Bank of America Corporation (NYSE:BAC): Current price $13.27
A BofA Merrill Lynch Fund Manager Survey for June finds that, as they pull their money out of emerging market and Japanese equities, investors are coming back to Europe. During the past month, investor confidence has moved up in the face of market instability and a 2.5-percent fall in global equities over the survey period. Currently, a net 56 percent of global investors predict that the world economy will strengthen during the coming year, a figure that is up from a net 48 percent in May. Survey results also indicated that while allocations to the eurozone and United States rose, investment in global emerging market equities sank to their lowest since December of 2008.
Sprint Nextel Corporation (NYSE:S): Current price $7.32
The United States’ number-three cellphone carrier Sprint is now suing to disallow DISH Network’s buyout of the wireless data network operator Clearwire Corporation, as the former said that the proposed deal violates the rights of Sprint shareholders and also those of Clearwire. DISH has offered to pay $4.40 per share for Clearwire, which recommended that its shareholders okay the offer, reversing its earlier position in support of a takeover bid by Sprint, which is its majority shareholder. The latter has bid $3.40 per share for the minority interest in Clearwire it doesn’t already own.

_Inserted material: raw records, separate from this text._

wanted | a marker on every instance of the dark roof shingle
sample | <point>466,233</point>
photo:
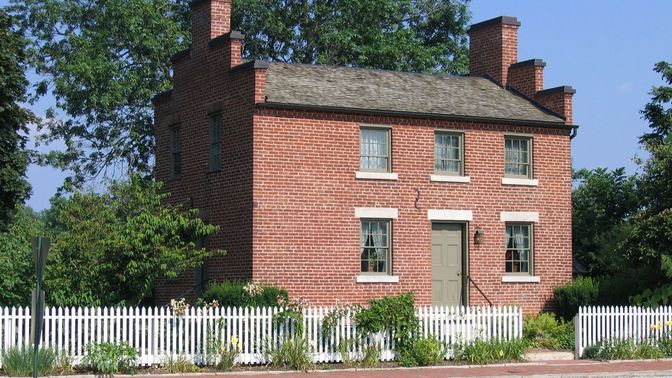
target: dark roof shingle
<point>398,92</point>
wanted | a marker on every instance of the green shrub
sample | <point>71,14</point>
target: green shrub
<point>544,331</point>
<point>582,291</point>
<point>665,344</point>
<point>293,353</point>
<point>18,362</point>
<point>109,358</point>
<point>617,349</point>
<point>371,357</point>
<point>395,314</point>
<point>483,352</point>
<point>180,364</point>
<point>233,294</point>
<point>428,351</point>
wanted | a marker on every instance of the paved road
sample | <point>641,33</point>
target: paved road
<point>661,368</point>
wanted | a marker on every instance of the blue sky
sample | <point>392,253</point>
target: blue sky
<point>605,49</point>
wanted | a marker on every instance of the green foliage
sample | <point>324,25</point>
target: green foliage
<point>425,35</point>
<point>293,353</point>
<point>602,202</point>
<point>649,245</point>
<point>371,357</point>
<point>544,331</point>
<point>14,158</point>
<point>391,314</point>
<point>582,291</point>
<point>18,362</point>
<point>483,352</point>
<point>103,61</point>
<point>617,349</point>
<point>109,359</point>
<point>427,352</point>
<point>126,236</point>
<point>233,294</point>
<point>16,254</point>
<point>180,364</point>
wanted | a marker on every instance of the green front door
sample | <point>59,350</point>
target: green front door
<point>446,264</point>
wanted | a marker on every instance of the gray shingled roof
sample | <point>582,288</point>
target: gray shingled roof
<point>399,92</point>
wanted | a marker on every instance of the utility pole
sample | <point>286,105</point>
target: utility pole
<point>40,252</point>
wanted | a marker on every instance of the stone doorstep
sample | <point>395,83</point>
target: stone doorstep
<point>549,355</point>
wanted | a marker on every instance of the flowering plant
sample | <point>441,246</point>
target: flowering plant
<point>179,306</point>
<point>253,289</point>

Meanwhile, the satellite broadcaster DISH Network Corp. has said that its offer is contingent on being able to acquire 25 percent of the company.
News Corp. (NASDAQ:NWSA): Current price $31.56
A News Corp. journalist at its Sun tabloid and a prison guard will be charged with conspiring to commit misconduct in a public office, as part of an inquiry into wrongdoing at the firm. The United Kingdom Crown Prosecution Service revealed in an emailed statement that the Sun‘s chief foreign correspondent Nick Parker paid Lee Brockhouse $2,735 for information on well-known persons in 2007 and 2009, and that pair were ordered to appear at a London court on July 11. During the past three years, News Corp. newspapers have been the center of wide-ranging investigations which have uncovered alleged phone hacking and bribery. Chairman Rupert Murdoch closed the News of the World tabloid following revelations that journalists had illegally gotten hold of messages from the mobile phone of a murdered school girl.